La carte postale d’Anne Berest aux éditions Le livre de poche

Incipit :

En 2003, la mère d’Anne Berest, Lélia, reçoit une carte postale anonyme ne comportant que quatre prénoms : Ephraïm, Emma, Noémie, Jacques, les prénoms de ses grands-parents maternels et de ses tante et oncle, tous les quatre morts en déportation à Auschwitz. Cette carte postale tombe dans l’oubli et quinze ans plus tard, à la suite d’un incident, le souvenir de cette carte refait surface. Commence alors pour Anne une quête, elle se lance sur les traces de la famille Rabinovitch et reconstitue ses pérégrinations, de la Russie à Paris en passant par la Lettonie et la Palestine. Tel un détective, elle tente de découvrir l’identité de l’auteur de cette carte anonyme et ses motivations. De fausses pistes en impasses, il lui faudra faire sauter tous les verrous qui cadenassent l’histoire familiale et libérer la parole trop longtemps réprimée par le poids du silence.

Avis :

Une lecture émouvante et intimiste. Anne Berest nous entraîne dans son enquête. Son style fluide nous plonge dans le tourbillon de l’histoire des Rabinovitch.
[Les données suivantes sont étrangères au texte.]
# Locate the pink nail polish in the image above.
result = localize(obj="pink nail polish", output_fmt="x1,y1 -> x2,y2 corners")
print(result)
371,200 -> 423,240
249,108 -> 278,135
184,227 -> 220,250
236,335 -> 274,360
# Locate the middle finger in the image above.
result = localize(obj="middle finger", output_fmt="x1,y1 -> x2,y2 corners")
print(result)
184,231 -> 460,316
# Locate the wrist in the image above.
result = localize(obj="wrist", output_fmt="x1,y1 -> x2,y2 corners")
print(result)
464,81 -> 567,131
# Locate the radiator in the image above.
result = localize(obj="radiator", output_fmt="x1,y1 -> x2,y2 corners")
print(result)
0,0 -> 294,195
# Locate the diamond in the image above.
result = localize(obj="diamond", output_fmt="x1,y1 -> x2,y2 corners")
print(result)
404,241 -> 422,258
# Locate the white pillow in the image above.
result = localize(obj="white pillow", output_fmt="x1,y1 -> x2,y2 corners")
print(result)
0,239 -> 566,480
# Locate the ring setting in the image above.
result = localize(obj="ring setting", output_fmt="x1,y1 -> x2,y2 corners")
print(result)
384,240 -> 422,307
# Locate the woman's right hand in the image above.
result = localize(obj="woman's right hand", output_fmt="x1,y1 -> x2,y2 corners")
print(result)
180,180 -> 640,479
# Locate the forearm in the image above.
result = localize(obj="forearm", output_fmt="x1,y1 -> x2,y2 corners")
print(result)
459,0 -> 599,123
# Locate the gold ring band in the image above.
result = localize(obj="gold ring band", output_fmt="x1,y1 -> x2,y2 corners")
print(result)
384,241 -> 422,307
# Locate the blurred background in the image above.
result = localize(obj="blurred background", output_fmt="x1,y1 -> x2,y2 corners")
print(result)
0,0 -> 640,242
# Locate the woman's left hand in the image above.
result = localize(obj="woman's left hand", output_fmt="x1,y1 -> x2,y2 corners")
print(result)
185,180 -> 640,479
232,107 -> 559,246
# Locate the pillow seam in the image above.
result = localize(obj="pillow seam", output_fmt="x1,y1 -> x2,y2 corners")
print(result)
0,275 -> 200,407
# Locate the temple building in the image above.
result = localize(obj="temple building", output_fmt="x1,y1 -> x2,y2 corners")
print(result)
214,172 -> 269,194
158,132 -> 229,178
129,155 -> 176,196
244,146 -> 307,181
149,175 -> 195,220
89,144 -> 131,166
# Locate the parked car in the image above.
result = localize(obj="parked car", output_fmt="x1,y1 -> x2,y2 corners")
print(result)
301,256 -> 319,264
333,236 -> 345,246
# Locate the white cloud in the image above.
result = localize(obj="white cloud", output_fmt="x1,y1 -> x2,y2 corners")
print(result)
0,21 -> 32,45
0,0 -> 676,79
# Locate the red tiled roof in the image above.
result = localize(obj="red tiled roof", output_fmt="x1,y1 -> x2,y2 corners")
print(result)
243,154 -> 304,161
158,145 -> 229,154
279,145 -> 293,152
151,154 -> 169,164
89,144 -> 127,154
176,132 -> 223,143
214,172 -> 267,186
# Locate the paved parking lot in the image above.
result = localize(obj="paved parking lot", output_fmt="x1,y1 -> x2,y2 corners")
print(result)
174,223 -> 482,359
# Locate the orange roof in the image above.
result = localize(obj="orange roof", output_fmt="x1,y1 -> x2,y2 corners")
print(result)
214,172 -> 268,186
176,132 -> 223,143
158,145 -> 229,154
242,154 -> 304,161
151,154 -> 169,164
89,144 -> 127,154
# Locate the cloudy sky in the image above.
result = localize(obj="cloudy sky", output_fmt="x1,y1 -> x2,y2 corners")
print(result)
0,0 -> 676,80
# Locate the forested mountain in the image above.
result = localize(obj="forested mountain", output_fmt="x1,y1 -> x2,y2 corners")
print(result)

Elle s’interroge également au fil des pages sur ce lourd héritage, transmis de mère en fille, qu’est sa judéité, elle qui a été élevée dans un milieu foncièrement laïque, sur le poids du silence, des non-dits et de leur impact sur elle-même et sur sa relation avec les autres, sur l’impact du syndrome du survivant sur sa descendance. Comme Anne l’écrit à sa mère : « Tu es née dans un monde de silence, il est normal que tes enfants aient soif de paroles. ». Le lecteur ne peut être qu’interpellé par la clairvoyance de Nachman qui, bien avant les autres, a compris la catastrophe qui allait fondre sur eux, par l’obéissance docile d’Ephraïm qui, naïvement, croit qu’il suffira d’être un citoyen modèle, bien intégré pour échapper à l’horreur, « victime du syndrome de la grenouille cuite ». Comment ne pas être choqué par le zèle du maire des Forges, le pillage des biens des personnes déportées, la délation davantage motivée par la peur et la cupidité que par des convictions ? Comment ne pas être ému aux larmes par la lettre des lycéens qui recherchent des descendants de la famille Rabinovitch pour « réparer l’oubli et faire graver les noms de Noémie et de Jacques sur la plaque commémorative du lycée » ? Et pour terminer : « Ma chère Anne, soyez rassurée, vous avez accompli la mission secrète confiée par Myriam. Ephraïm, Emma, Noémie et Jacques, ces quatre prénoms ne seront jamais oubliés. Leur souvenir est dorénavant porté par chaque lecteur, qui comme moi, a été touché par votre histoire familiale. »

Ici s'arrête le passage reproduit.